Ceci est aussi l'expression d'un changement mondial. Les relations sociales créées au cours des 30 dernières années ont commencé avec le rétablissement du capitalisme par la bureaucratie stalinienne en Union soviétique. Elles ont été fondées sur la suppression de la lutte de classe, la montée ininterrompue de l'inégalité sociale et du parasitisme financier et le vaste transfert de richesses des masses de travailleurs du monde entier à une très petite élite de riches. Aujourd'hui, cet ordre social se délite rapidement sous l’effet d'une résurgence de la lutte de la classe ouvrière internationale.
Des événements objectifs révèlent la faillite politique complète des organisations de la pseudo-gauche et des soi-disant universitaires «de gauche» qui avaient enterré la classe ouvrière et la lutte pour le socialisme. Rien dans leur perspective, basée sur le nationalisme et les politiques d’identité, ne prévoyait l’apparition d’une éruption mondiale de la lutte de classe.
Cependant, le World Socialist Web Site et le Comité international de la Quatrième Internationale (CIQI) ont largement anticipé ces événements, tant dans leur analyse théorique que dans leur pratique.
Dans son document de perspectives publié en 1988, intitulé «La crise capitaliste mondiale et les tâches de la IVe Internationale», le CIQI a expliqué pourquoi la lutte des classes revêtirait inévitablement un caractère mondial, fondé sur «le développement massif des sociétés transnationales et l'intégration mondiale de la production capitaliste qui en découlait, ont produit une uniformité sans précédent dans les conditions auxquelles les travailleurs du monde sont confrontés.»
Le document indiquait: «Depuis longtemps, le marxisme a énoncé la proposition élémentaire que la lutte de classe n’est nationale que dans sa forme, mais qu’il s’agit essentiellement d’une lutte internationale. Cependant, étant donné les nouvelles caractéristiques du développement capitaliste, même la forme de la lutte de classe doit revêtir un caractère international. Même les luttes les plus élémentaires de la classe ouvrière posent la nécessité de coordonner ses actions à l'échelle internationale.»

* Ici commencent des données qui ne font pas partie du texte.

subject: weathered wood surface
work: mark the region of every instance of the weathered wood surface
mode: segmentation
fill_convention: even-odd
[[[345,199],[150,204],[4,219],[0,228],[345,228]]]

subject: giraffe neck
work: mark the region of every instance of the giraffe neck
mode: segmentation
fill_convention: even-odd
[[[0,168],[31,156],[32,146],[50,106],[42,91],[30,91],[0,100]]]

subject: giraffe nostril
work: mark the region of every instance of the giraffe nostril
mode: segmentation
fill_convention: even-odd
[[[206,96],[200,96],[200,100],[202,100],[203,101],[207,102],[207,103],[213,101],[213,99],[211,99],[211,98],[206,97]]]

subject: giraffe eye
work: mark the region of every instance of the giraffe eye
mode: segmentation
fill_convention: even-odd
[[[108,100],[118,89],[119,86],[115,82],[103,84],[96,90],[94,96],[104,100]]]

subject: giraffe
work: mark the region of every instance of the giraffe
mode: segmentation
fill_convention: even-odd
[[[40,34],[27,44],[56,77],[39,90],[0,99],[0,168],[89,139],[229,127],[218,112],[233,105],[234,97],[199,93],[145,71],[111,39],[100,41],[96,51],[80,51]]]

Cela devient maintenant la question politique la plus urgente et la plus concrète. Les manifestations sociales et les grèves de masse actuelles sont l’expression initiale de la lutte révolutionnaire croissante de la classe ouvrière internationale pour mettre fin au capitalisme et réorganiser l’économie mondiale de manière à répondre aux besoins sociaux et non au profit privé.